クラフト・ナビスコ選手権、ウェグマンズLPGA選手権、全米女子オープンとシーズン最初のメジャー大会3試合で続けて優勝。ゴルフ史上、球聖ボビー・ジョーンズしか達成したことのない年間グランドスラムの可能性にぐんと近づいたのだから。
ジョーンズの時代は、年間グランドスラムと言えば、全米オープン、全英オープンと全米アマ、全英アマの4タイトルを同じ年に獲ることだった。終生、アマチュアとしてプレーしたジョーンズは1930年にこれを達成したが、その後トッププレーヤーのほとんどがプロに転向する時代となり、年間グランドスラムは、マスターズ、全米オープン、全英オープン、全米プロゴルフ選手権の4試合を同じ年に勝つことに変わった。
女子もこれに準ずる形でグランドスラムが定義されている。今年から、クラフト・ナビスコ選手権、ウェグマンズLPGA選手権、全米女子オープン、全英リコー女子オープンの4試合に加え、エビアン選手権が“昇格”し、メジャー大会は5試合となったが、それでも4試合連続優勝となればプロ史上初の快挙。それだけに周囲は4試合目の全英リコー女子オープンでパークがどんなプレーをするのかに注目した。

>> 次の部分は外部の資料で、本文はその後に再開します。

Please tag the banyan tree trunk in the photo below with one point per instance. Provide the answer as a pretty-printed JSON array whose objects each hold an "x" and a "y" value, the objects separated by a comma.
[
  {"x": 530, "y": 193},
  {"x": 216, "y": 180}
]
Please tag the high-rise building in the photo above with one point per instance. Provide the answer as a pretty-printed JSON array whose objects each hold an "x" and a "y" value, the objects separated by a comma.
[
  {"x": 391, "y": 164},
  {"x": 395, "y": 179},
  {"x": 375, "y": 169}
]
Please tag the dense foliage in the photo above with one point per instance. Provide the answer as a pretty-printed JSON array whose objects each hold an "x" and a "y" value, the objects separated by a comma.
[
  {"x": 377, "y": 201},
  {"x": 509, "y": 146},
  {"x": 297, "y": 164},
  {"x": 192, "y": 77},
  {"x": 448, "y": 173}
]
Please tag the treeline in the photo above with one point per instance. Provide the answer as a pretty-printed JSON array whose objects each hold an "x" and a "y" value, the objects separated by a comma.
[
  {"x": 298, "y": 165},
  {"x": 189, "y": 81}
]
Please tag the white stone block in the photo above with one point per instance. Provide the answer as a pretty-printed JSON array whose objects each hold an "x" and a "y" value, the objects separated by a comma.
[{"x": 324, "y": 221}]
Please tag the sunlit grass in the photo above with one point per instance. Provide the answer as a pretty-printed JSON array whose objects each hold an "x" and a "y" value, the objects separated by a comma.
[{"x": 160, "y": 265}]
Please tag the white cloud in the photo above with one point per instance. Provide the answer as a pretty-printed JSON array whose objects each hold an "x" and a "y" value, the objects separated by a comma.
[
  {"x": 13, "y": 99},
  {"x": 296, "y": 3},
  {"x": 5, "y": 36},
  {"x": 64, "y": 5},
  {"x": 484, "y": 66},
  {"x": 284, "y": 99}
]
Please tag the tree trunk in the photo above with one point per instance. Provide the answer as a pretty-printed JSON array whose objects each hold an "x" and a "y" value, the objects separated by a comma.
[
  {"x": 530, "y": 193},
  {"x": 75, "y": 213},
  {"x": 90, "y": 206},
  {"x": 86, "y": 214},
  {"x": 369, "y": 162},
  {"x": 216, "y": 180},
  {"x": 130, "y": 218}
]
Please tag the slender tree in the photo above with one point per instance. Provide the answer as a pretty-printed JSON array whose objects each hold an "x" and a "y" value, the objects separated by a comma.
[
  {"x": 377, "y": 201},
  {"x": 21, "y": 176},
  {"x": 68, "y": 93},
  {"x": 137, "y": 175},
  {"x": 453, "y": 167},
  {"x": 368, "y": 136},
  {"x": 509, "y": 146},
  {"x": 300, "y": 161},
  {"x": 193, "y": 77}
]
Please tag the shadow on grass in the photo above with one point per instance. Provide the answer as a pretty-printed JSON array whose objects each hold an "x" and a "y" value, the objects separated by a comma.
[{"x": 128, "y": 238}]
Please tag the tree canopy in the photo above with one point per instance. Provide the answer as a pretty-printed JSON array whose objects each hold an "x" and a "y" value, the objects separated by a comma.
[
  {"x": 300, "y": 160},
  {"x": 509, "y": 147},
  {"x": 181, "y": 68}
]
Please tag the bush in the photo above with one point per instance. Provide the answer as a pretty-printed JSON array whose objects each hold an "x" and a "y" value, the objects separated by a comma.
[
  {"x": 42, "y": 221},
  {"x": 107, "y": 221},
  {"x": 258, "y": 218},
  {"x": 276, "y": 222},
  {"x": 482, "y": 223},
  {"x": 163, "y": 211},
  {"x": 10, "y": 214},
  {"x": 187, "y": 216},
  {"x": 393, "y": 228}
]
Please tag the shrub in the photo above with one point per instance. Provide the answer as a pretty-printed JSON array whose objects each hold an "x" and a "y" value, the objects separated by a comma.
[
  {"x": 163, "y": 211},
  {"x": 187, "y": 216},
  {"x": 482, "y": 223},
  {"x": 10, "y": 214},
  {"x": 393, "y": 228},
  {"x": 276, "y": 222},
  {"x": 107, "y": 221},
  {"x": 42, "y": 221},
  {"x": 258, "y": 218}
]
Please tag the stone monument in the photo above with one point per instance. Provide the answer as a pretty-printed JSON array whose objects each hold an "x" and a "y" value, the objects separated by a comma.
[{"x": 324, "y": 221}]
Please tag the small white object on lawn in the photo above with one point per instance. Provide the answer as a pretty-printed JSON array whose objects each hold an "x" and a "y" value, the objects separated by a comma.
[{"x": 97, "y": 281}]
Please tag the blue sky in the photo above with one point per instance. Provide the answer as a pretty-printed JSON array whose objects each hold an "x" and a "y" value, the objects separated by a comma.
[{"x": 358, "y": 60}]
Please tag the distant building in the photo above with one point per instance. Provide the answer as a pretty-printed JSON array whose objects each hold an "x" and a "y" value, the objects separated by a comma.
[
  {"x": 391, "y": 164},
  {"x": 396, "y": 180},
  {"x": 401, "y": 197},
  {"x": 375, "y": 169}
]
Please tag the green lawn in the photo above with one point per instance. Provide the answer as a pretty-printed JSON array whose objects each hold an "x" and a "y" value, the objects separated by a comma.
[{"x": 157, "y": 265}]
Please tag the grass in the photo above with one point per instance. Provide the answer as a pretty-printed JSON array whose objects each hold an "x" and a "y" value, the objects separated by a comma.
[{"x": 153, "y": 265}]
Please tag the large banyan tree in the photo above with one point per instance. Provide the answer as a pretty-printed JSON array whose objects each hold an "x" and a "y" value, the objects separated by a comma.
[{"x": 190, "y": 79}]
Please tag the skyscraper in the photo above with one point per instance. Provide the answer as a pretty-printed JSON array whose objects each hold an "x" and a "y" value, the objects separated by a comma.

「たくさんの人々が、私がいいプレーをすることを予想してくれて、私のために祈ってくれるなんて驚きです。私の味方がどれだけいるかわからない。それはアドバンテージになる。すごくいいエネルギーをくれている。どこでもそれを感じられることは本当に大きい。あとは成り行きを見ましょう」と、パークは自然体で大会に臨んだ。
舞台はゴルフの聖地、セントアンドリュース オールドC(スコットランド)。初日、首位に3打差の18位タイとまずまずの位置でスタートしたパークだったが、2日目には8打差の22位タイに後退。大記録へのプレッシャーを口にした。強風が吹き荒れてサスペンデッドとなり、3日目は4ホールを消化するにとどまり、日曜日に32ホールをプレーすることになったが、最終ラウンドで6オーバー78と力尽きた。結局、優勝したステイシー・ルイス(米)に14打差の42位タイ。それでも、4日間極度の緊張感の中でプレーしたことを糧にすることを誓った。
結局、今季のパークはメジャー3試合を含む米女子ツアー6勝でシーズンを終えて、ロレックスランキング(女子世界ランキング)No.1の座をゆるぎないものにした。終盤、やや失速したものの、プレーヤー・オブ・ザ・イヤー(年間最優秀選手賞)と賞金女王のダブルタイトルも獲得して最高のシーズンを終えている。